Her work for the last 17 years has been the focus of her busy life. As a family physician specializing in women's health, Shields has developed a different style of prenatal care for her expectant patients. Eight to 12 women who are due within a span of six weeks meet together for a two-hour session, starting at about 16 weeks. Then the women attend 10 more group visits. In the first half hour, the women weigh themselves, take their blood pressure and interact with each other. In the group meetings, the physicians go over the typical prenatal issues. Each woman also has private time with the physician. This allows the expectant mothers to develop a support group of peers, and works better to minimize problems.
“My goal is to empower these women to be their own advocates for health care,” Shields said. “What's fun for me is that several women continue with visits for almost a year after delivery.”
About eight years ago, colleague Dr. Lucy Candib suggested that she and Shields write a book about these patient-centered care services. This appealed to the former English major, who also wrote for her high school newspaper and was co-editor of her medical school newspaper. Working with 30 colleagues from around the country, the two Worcester physicians produced the medical textbook “Women Centered Care in Pregnancy and Childbirth,” which was published in January of 2010.

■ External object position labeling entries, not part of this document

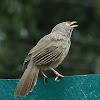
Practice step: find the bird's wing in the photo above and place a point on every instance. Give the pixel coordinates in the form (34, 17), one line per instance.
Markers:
(47, 55)
(45, 51)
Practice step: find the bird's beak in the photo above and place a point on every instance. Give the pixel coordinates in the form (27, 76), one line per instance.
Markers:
(73, 24)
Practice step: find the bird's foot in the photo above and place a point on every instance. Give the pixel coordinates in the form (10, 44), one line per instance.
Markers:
(58, 75)
(45, 77)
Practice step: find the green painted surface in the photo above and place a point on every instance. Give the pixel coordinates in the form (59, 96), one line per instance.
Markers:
(86, 87)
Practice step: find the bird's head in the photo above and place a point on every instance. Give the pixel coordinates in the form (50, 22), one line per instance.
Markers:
(65, 28)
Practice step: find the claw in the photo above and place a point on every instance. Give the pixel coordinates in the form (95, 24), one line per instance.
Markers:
(58, 75)
(45, 77)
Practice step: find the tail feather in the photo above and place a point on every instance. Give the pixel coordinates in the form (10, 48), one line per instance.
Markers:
(27, 81)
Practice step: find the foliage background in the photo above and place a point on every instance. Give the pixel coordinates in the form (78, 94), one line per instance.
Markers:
(24, 22)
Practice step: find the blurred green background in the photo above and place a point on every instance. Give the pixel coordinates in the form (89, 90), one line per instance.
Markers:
(24, 22)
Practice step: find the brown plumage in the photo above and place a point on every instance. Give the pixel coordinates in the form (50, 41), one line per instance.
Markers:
(49, 52)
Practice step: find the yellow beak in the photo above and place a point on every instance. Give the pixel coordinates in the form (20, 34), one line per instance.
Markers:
(72, 24)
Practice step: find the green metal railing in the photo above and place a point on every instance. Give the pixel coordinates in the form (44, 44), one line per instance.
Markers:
(86, 87)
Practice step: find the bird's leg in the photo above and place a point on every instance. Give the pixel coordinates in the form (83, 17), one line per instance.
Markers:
(45, 77)
(58, 75)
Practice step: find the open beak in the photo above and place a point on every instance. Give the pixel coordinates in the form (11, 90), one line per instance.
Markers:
(73, 24)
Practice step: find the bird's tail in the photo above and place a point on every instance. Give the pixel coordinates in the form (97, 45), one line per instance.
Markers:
(27, 81)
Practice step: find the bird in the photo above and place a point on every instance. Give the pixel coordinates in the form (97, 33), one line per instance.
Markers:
(48, 53)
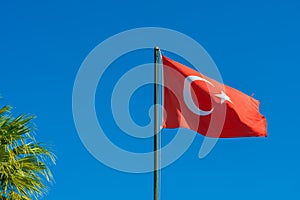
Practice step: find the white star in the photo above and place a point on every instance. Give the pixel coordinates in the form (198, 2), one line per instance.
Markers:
(223, 97)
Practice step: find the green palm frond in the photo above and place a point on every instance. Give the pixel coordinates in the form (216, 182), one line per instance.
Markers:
(23, 168)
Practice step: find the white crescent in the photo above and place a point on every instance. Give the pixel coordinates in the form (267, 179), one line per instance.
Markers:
(188, 96)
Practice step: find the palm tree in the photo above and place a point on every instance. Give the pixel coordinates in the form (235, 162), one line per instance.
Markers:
(23, 161)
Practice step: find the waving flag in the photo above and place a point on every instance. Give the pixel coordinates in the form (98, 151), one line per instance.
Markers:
(193, 101)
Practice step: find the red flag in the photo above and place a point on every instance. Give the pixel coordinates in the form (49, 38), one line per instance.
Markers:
(199, 103)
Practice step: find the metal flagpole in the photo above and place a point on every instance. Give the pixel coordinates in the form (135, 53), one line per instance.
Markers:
(156, 123)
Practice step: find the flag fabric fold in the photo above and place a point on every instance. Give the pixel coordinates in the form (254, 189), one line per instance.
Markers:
(202, 104)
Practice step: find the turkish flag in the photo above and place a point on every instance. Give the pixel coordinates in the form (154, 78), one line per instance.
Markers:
(194, 101)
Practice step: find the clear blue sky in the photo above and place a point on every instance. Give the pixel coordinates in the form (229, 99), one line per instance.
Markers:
(256, 46)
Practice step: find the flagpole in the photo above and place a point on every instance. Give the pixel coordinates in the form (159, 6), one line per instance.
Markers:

Shields lives in Northborough with her husband, Bruce Fishbein, who is an engineer in the high tech field, and their two children. Their daughter, Maggie Shields, a senior at Algonquin Regional High School, traveled with her mother to Haiti in November of 2011 to work in a medical missionary clinic for five days. Son, Daniel Fishbein, is a freshman at Algonquin. The whole family went to Ecuador for two months in 2006 to improve their Spanish.
In her online biography, Shields writes about her family: “My family loves pursuing New England's multi-season activities with kids (hiking, biking, camping, anything at Cape Cod, skiing and snowshoeing); in my nanoseconds of free time I enjoy reading novels, writing, knitting and sometimes coaching kids’ soccer or teaching Sunday School.”